In the first six months of 2015, Mirkarimi said his department has not honored any ICE detainers, yet ICE continues to issue them and fails to get court orders.
San Francisco’s Due Process for All law prohibits San Francisco authorities from keeping a person in custody solely based on their immigration status, unless an individual has a prior conviction for a violent offense.
However, the ordinance doesn’t differentiate between an undocumented immigrant who has been convicted of a felony and an undocumented immigrant who has been convicted of a misdemeanor offense.
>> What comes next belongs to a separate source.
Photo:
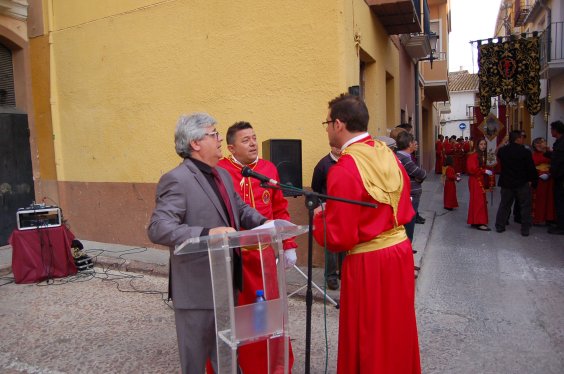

San Francisco Mayor Ed Lee said he has made sure that no legislation eliminates the sheriff’s “ability to make a case-by-case determination about honoring U.S. Immigration and Customs Enforcement detainers.”
Lee said the sanctuary city policies should not create a safe harbor for convicted, violent felons.
But Lopez-Sanchez wasn’t convicted of any violent felonies.
Under the Priority Enforcement Program, ICE officials must specify that the undocumented immigrant in question is subject to a final order of removal or that there is other sufficient probable cause to find that the person is a removable alien.
Following the Nov. 20, 2014, creation of the Priority Enforcement Program, Secretary Johnson stated in a memo that, “Due to limited resources, DHS and its Components cannot respond to all immigration violations or remove all persons illegally in the United States” and must “ensure that use of its limited resources” is devoted to the pursuit of national security, border security, and public safety.
As a five-time deportee, Lopez-Sanchez posed the highest civil immigration enforcement priority, but ICE failed to get the necessary court order to remand him into their custody for deportation, Mirkarimi said.